当市においては、県内の協議に参加し、関係機関から情報を収集し、内容を分析・検討し、市民サービスへの影響をしっかりと見極め、慎重に判断してまいります。

福祉の充実

福祉の充実については、ひとり暮らし高齢者や高齢者世帯等の日常の見守りやその世帯が抱える困りごとへの相談対応のため、地域福祉訪問相談員、民生委員・児童委員と連携し訪問相談活動をサポートするとともに、民生委員・児童委員の負担軽減に努めてまいります。

また、高齢者が安心して暮らし続けていけるよう、介護予防をはじめ、自動車による付き添い支援や除雪等の多様な生活支援などを進めてまいります。

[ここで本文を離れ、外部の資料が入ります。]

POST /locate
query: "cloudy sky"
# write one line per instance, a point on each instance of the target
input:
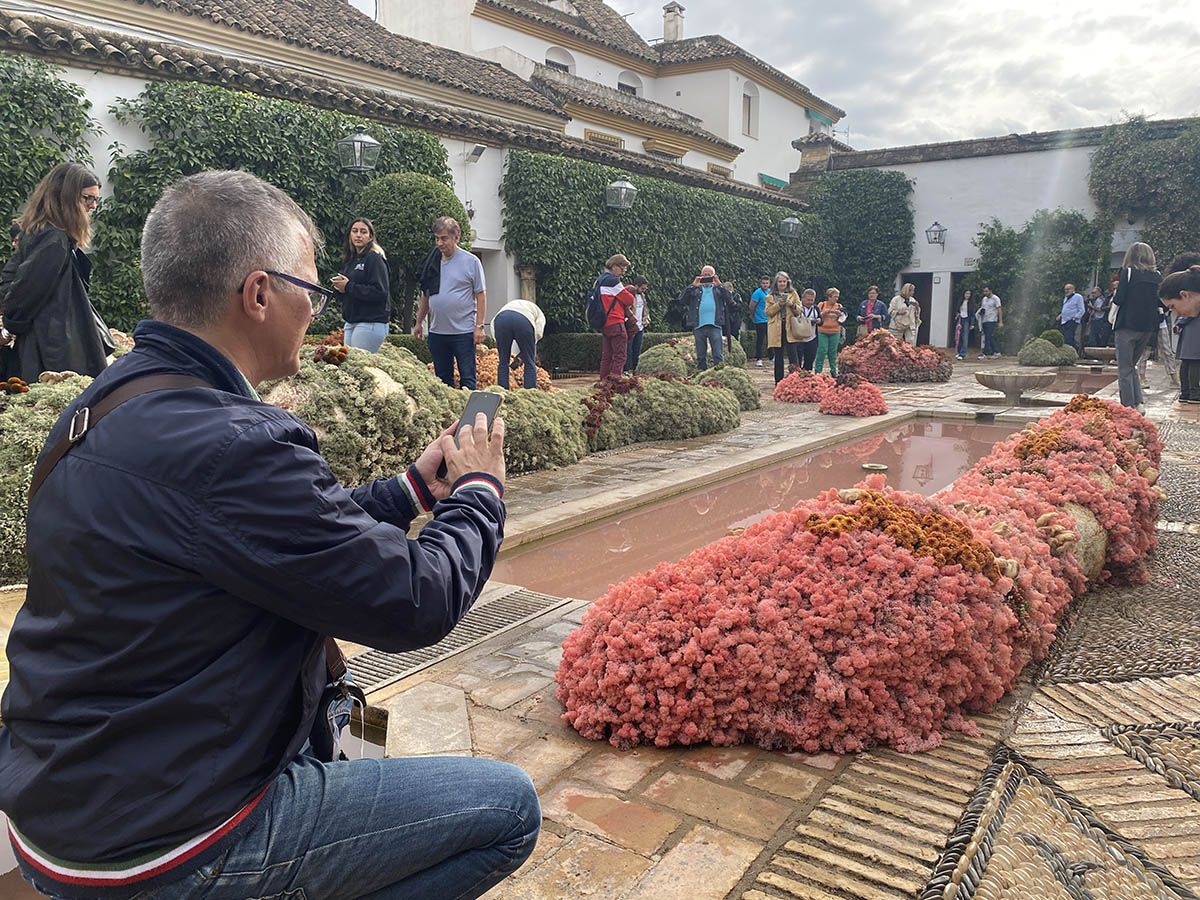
(912, 72)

高齢者や障がい者等で、判断する力が衰え適切な判断ができない方を支える成年後見制度について、市内法人及び司法書士等の専門職と連携を図り、制度を担う人材の確保を進めるとともに、市民後見や法人後見など、本人にふさわしい成年後見制度の利用に向けた検討・専門的判断を行う地域連携ネットワークの組織化や、その事務の中枢を担う中核機関について、令和4年度の設置に向けた準備を進めてまいります。

障がい者の重度化・高齢化・家族支援が受けられなくなった場合を見据え、自立に向けたグループホームの体験の機会の場の提供や介護者の急病などの緊急時に対応できる受入体制を構築するなど、安心して地域で暮らせるよう、地域生活支援拠点等の整備を進めてまいります。

結びに

以上、私の令和3年度市政運営の方針と主要施策の概要について申し述べさせていただきました。
市民の皆様、市議会議員の皆様のご理解とご協力を心からお願い申し上げ、私の所信表明といたします。